Viewing Record 7 of 19 digital imaging

Funny Fence

  • Accession Number:
    2005:1
  • Artist:
    Bamberger, Tom
  • Date:
    2003
  • Medium:
    Inket print
  • Dimensions:
    image: 4 1/2 in x 19 1/2 in; mat: 9 15/16 in x 26 in; paper: 8 3/8 in x 24 in
  • Credit Line:
    Museum purchase through the Fine Print Program

About the Photographer

Bamberger, Tom

American, b. 1948

Tom Bamberger creates digital panoramas to question how far one can convincingly expand the horizon line of an image. Bamberger extends views of places such as housing developments, farmland, highways, and vineyards, by drawing and repeating information from single negatives. He likens the process to cultivating a virus, explaining that, "in either a computer or a Petri dish, something reproduces itself until it reaches a critical mass where you can see it with greater clarity." By blurring the line between his digital alterations and the existing shape of the landscape, he questions the nature of repetition, arguing that there is little difference between, for example, DNA's reproductive process in a forest or field and the computer cloning that his work depends on.

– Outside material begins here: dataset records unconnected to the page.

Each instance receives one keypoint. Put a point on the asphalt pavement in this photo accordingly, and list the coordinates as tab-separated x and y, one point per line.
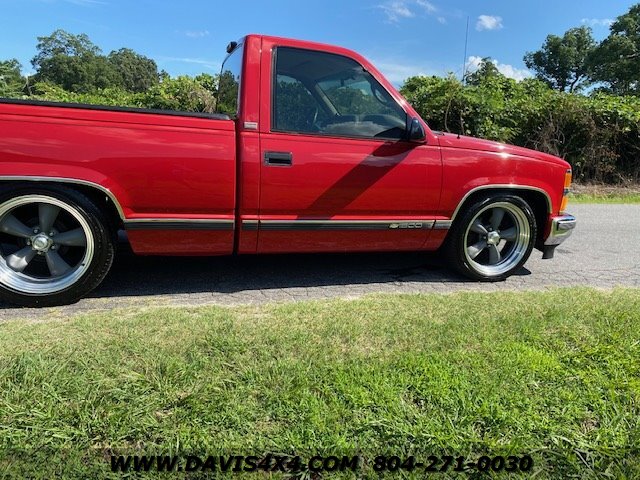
603	252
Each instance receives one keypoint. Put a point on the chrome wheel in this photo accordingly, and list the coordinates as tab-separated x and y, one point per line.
46	245
497	239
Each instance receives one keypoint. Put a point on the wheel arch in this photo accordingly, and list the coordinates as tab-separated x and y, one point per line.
537	198
101	196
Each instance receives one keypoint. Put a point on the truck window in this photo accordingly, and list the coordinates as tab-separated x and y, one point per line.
327	94
229	83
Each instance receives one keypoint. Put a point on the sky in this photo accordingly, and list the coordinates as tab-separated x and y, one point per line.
401	37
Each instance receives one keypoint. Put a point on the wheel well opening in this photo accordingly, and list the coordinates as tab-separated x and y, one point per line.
536	200
97	196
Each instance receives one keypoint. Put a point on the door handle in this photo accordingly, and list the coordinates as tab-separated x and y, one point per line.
278	159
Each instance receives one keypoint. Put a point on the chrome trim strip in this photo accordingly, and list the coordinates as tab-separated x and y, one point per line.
442	225
178	224
425	224
250	224
561	228
86	183
503	186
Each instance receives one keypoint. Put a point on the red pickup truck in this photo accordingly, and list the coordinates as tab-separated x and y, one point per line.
321	154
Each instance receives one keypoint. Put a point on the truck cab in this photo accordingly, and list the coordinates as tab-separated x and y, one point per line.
317	152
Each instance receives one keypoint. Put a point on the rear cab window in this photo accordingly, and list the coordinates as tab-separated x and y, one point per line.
327	94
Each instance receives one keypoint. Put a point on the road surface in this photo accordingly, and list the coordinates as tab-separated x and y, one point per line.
604	252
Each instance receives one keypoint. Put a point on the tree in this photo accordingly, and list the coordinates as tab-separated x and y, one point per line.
74	63
11	81
486	69
10	72
138	72
616	61
563	62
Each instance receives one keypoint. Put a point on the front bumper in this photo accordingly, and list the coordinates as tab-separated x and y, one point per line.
561	228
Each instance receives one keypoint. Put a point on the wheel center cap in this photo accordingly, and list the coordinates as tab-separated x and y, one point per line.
41	243
493	238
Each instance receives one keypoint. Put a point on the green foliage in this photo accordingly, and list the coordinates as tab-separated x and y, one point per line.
138	73
11	81
77	65
616	61
73	62
563	62
598	135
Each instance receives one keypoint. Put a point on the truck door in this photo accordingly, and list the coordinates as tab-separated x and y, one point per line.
337	173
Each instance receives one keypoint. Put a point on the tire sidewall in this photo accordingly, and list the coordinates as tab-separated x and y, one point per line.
457	241
100	262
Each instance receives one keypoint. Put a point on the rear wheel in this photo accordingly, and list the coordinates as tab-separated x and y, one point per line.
493	239
55	246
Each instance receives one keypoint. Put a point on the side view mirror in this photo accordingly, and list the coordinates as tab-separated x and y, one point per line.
416	131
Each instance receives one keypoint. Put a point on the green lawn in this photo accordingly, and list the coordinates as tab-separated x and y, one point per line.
604	198
552	374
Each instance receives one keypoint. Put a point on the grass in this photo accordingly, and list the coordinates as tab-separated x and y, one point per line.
552	374
595	193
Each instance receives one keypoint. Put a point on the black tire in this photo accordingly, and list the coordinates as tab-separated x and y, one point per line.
475	246
73	269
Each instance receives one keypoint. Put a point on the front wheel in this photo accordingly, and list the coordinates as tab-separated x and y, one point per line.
493	239
55	246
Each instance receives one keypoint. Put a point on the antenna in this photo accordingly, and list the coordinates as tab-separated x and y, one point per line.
464	63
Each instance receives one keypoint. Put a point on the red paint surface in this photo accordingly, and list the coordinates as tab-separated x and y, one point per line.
175	167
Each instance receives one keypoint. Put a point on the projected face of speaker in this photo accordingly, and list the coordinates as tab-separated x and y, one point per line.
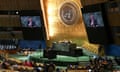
93	19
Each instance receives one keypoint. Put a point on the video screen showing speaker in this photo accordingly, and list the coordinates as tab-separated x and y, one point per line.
50	54
96	24
32	44
34	34
32	24
30	21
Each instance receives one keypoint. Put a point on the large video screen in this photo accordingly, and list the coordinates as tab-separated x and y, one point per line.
30	21
33	44
93	19
96	24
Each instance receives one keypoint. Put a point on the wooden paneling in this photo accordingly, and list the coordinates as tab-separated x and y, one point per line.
90	2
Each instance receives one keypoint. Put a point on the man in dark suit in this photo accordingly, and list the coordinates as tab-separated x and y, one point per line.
93	21
30	23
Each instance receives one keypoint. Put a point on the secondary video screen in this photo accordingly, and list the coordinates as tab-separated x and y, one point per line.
30	21
93	19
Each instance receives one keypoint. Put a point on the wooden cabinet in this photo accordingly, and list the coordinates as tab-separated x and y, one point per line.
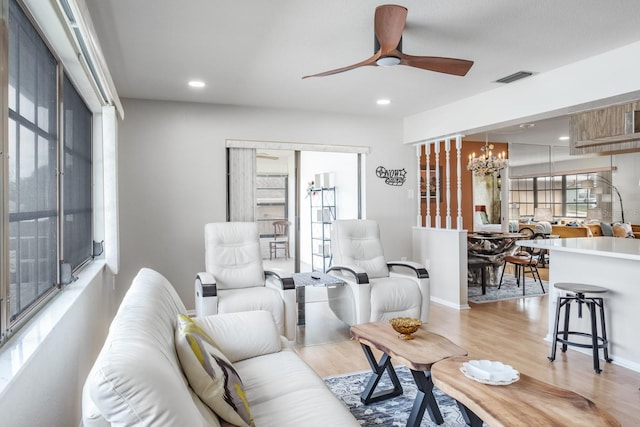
614	129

Tom Bamberger attended Boston University and later completed an MFA at University of Wisconsin-Milwaukee, where he studied philosophy and taught mathematical logic. His work is held in the collections of the Museum of Modern Art, NY; the San Francisco Museum of Modern Art; the Art Institute of Chicago; the Museum of the Photographic Arts, San Diego; the Milwaukee Art Museum; and the Museum of Fine Arts, Houston, among many others. He served as an adjunct curator of photography at the Milwaukee Art Museum for ten years.